TensorRT: Set layer precision still doesn't take effect in TensorRT 8.6.1.

Description

As I had reflected in this Skipping tactic 0x0000000000000000 due to Myelin error" degrade performance.,set layer precision may failed in TensorRT 8.4.3 due to the ConstShuffleFusion.

In these days, I try TensorRT 8.6.1, but it seems that setting layer precision may still fail due to the ConstShuffleFusion. For example, as show in the graph, the Max op take a const input named “phase0_tf/predict_node/y:0”, and the value seem to be fp16 subnormal, so I use set_precision api to set the layer (“phase0_tf/predict_node/y:0”) to fp32 explicitly. image

The verbose logs are as follows: image

When the fp16 subnormal is not set to fp32, the log are as follows, the layer “phase0_tf/predict_node/y:0 + (Unnamed Layer* 522) [Shuffle]” is fp16 precision: image image

However, when the fp16 subnormal is set to fp32, the layer “phase0_tf/predict_node/y:0 + (Unnamed Layer* 522) [Shuffle]” is still fp16. image

By the way, the ConstShuffleFusion produce two kind of layer, such as image image

image image

I am confused the differences. Is that the reason set_precision fails of the layer “phase0_tf/predict_node/y:0”?
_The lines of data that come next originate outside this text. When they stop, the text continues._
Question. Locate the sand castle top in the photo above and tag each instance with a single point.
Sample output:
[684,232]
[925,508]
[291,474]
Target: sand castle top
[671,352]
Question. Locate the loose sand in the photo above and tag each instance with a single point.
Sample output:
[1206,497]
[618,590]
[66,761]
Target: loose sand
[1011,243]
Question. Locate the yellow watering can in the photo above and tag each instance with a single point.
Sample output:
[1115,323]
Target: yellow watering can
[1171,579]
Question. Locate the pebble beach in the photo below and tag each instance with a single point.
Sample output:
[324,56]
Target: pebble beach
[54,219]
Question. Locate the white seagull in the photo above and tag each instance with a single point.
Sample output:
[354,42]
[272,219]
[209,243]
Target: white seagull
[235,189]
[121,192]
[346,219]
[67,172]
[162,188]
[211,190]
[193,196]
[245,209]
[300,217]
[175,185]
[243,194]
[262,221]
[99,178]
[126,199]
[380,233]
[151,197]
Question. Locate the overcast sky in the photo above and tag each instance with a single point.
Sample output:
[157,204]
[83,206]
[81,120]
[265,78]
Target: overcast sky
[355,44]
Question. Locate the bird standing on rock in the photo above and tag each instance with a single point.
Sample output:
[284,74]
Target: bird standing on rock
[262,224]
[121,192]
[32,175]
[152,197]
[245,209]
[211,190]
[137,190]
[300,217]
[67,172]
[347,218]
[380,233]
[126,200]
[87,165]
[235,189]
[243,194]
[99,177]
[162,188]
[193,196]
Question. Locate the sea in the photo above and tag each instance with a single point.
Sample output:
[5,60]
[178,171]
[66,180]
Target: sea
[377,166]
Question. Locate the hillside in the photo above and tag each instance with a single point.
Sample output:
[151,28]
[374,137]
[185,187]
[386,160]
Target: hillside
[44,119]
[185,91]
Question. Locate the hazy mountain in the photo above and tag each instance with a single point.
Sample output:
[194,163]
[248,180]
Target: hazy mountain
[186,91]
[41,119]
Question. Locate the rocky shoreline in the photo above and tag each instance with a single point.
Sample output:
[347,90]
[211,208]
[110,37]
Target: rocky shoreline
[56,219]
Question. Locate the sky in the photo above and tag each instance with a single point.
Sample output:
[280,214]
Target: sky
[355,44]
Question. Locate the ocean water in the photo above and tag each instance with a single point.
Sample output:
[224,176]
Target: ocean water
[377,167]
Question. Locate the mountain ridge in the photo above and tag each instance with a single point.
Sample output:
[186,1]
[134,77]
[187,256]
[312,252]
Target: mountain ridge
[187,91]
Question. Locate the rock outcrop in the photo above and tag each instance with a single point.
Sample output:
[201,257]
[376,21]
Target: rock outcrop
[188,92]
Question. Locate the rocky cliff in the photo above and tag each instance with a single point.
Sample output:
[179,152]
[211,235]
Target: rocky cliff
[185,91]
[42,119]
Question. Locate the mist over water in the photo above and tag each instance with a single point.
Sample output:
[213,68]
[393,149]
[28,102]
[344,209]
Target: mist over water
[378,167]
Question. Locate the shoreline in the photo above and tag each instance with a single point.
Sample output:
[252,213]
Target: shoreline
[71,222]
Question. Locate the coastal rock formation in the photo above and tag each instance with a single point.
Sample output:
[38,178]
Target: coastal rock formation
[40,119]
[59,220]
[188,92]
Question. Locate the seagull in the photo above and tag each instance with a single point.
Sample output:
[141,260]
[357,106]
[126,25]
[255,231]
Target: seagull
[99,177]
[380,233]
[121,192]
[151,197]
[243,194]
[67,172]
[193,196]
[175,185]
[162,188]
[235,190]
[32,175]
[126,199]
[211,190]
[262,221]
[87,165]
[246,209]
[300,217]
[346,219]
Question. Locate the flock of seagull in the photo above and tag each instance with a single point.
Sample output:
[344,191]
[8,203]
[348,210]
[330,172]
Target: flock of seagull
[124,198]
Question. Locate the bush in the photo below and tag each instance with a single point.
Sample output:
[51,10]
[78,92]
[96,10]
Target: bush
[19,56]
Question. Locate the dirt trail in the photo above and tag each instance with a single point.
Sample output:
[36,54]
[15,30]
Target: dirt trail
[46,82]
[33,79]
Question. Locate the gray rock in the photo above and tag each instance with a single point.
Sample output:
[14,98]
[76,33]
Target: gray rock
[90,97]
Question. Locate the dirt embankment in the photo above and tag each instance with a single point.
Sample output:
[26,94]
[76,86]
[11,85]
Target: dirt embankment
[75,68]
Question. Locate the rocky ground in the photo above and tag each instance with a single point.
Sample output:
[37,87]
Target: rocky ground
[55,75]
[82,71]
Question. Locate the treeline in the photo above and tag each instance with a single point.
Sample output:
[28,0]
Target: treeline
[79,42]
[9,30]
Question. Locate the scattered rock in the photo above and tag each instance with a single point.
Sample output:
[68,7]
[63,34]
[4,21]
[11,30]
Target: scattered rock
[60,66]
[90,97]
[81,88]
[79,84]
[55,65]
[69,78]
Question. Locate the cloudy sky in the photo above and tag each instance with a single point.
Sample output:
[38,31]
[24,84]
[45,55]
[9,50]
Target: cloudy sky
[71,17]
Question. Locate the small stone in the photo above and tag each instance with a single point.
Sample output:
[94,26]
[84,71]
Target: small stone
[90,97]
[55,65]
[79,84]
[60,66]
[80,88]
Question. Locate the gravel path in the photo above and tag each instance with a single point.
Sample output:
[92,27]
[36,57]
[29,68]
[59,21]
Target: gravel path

Looking forward to your reply. Thanks a lot!

Environment

TensorRT Version: 8.6.1

NVIDIA GPU: T4

NVIDIA Driver Version: 510

CUDA Version:12.0

CUDNN Version:

Operating System: Ubuntu20.04

Python Version (if applicable):

Tensorflow Version (if applicable): 1.4

PyTorch Version (if applicable):

Baremetal or Container (if so, version):

Relevant Files

Model link:

Steps To Reproduce

Commands or scripts:

Have you tried the latest release?:

Can this model run on other frameworks? For example run ONNX model with ONNXRuntime (polygraphy run <model.onnx> --onnxrt):

About this issue

  • Original URL
  • State: open
  • Created 10 months ago
  • Comments: 20

Most upvoted comments

Several things I would try:

  1. set the precision of the Concat op before the Max op to FP32 and also set the Concat’s output dtype (using set_output_type()) to FP32.
  2. If that doesn’t work, add a “Cast” op before Max to cast the Concat’s output to FP32, before feeding into Max.

On the right part of the image, it’s a myelin subgraph, is it possible that myelin already set the precision to FP32 but just didn’t print it in the log?

If the ForeignNode optimization is triggered, we do not have information about the detailed dtype info. We will need to use Nsys to look at it (or use --dumpLayerInfo --profilingVerbosity=detailed with latest TRT internal build).

I think the first thing we should do is to repro the accuracy difference between pure-FP32 and FP32+FP16.